Aramis Jan 11th, 2013 07:19 PM

Has any place you have visited ever made you cry?
 
And I mean a first sighting breakdown that had you almost blubbering like a 14 year old girl who just had Justin Bieber re-tweet them, rather than just a little misting that only required a dab from your shirt sleeve.

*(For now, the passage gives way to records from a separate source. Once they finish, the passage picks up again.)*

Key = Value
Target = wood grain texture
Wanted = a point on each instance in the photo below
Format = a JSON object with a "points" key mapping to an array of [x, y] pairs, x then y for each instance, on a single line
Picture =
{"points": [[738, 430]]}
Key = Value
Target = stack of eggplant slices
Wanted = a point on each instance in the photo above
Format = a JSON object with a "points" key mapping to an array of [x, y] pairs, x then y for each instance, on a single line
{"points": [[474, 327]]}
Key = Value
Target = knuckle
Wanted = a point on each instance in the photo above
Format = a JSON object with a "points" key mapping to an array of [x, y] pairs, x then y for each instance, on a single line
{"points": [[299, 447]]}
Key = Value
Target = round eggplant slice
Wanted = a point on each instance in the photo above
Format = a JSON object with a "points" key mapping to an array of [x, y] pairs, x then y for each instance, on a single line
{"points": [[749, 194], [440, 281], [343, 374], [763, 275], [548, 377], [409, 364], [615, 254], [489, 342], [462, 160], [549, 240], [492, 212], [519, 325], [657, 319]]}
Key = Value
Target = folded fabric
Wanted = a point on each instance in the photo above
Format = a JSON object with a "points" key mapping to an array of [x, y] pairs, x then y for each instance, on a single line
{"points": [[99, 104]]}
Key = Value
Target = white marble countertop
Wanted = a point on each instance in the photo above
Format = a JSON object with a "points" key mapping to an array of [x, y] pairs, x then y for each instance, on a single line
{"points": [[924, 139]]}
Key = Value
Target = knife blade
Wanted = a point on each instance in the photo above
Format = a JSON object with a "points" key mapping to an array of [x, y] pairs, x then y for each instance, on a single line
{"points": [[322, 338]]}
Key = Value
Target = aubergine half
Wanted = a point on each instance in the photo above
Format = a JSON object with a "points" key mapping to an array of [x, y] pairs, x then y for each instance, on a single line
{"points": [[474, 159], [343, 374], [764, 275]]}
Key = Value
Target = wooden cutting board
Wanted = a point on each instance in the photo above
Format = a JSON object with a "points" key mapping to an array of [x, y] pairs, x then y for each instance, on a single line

A couple from my list of five I anticipated I might have me soaking my shirt but the others just hit me like a hammer. A soft velvety cozy kind of hammer.

It doesn't have to be Europe but since it owns 80% of my breakdowns, I thought I would post it here.

Anyone want to go first so I don't feel so much like a baby?

The fact that it is possible to feel overwhelmed by this level of emotion from just a "vista" is why I passionately defend an individuals personal choices with respect to where, and how, they want to travel and how long they want to spend doing it.

Just another melancholy evening wondering about the next trip and lamenting the end of the last one...........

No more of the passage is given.